じゃ、研修は労働と分けて好きなときにやっていいかというと、患者さんの診療を行う上では必ず病院の管理監督下で行わないと、入院患者さんに対して病院が知らないところで勝手にやりました、こういうことはあってはならないんで、結局、研修の大半は管理監督下における労働時間というふうに思います。
これは、座学で自分がいろんなものを勉強したりするのは別ですけど、少なくとも患者さんに対しては、もし全くの治療とは関係ない自分の研さんのためであれば患者さんに承諾を得る必要があります。当然、私はこういうことを学びたいのでやらせてくださいと、これはリスクは伴わないということで、そこで患者さんが承諾してくれたらそれはあるかもしれないけど、そういう手順をきちっと患者の権利も守りながらやっていく必要があるというふうに考えています。

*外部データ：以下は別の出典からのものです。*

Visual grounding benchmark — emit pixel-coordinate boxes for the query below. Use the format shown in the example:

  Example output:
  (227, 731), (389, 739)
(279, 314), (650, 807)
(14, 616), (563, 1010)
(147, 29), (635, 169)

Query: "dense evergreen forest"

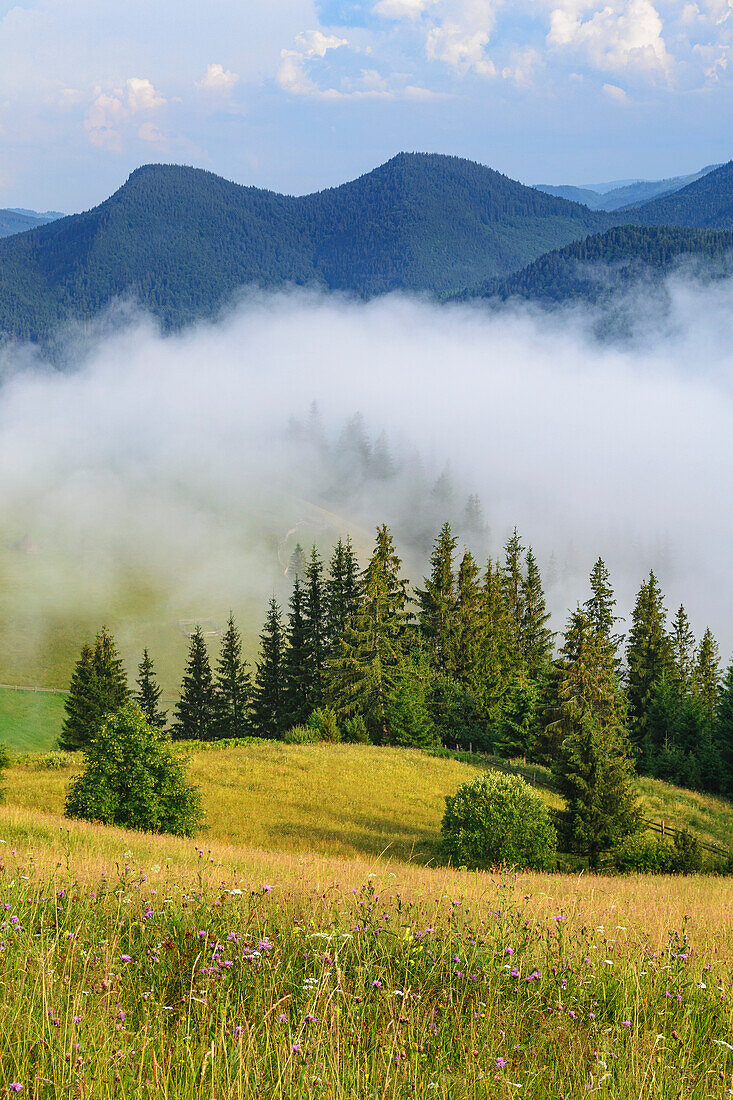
(62, 524), (733, 796)
(0, 153), (733, 340)
(619, 161), (733, 229)
(0, 153), (613, 340)
(457, 226), (733, 303)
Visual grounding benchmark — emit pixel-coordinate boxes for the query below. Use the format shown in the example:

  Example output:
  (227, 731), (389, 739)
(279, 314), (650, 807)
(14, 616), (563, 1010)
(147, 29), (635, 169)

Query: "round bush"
(440, 771), (557, 870)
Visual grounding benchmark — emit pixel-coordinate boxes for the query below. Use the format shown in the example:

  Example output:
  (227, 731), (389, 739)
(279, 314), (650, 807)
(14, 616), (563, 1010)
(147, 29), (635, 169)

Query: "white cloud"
(84, 76), (166, 153)
(502, 46), (543, 88)
(425, 0), (496, 77)
(547, 0), (672, 74)
(603, 84), (628, 103)
(196, 65), (239, 96)
(374, 0), (437, 19)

研修医の場合はそうなんですけど、じゃ、高度医療についてはどうかということで、私が思いますには、群馬大で、ある医師が行った手術後に多くの患者さんが亡くなっていると。腹腔鏡の場合は一例目と三例目が亡くなっていると。あれは自己研さんが十分でなかったというかというとそんなことは言えなくて、これは病院側に責任があると思います。高度な医療がちゃんとその医者ができるかどうか、これを把握して、もしできないとなったら病院側はやらせるべきではないし、そういった意味では、高度医療機関においては、高度な医療を勉強することも簡単に自己研さん、任意の研究というふうには言えないと思います、ここには患者さんの安全に対する義務というのが当然生じますから。
だから、この辺についての議論がまだ非常に弱いんで、どこまでが労働でどこまでが労働でないか、どうやったら患者さんの権利が守れるのか、たとえ勉強でも、体を壊すような、そういうものを強制するようなテーマを出すべきではないし、こういうものをきちっとした議論を行う必要があるというふうに考えています。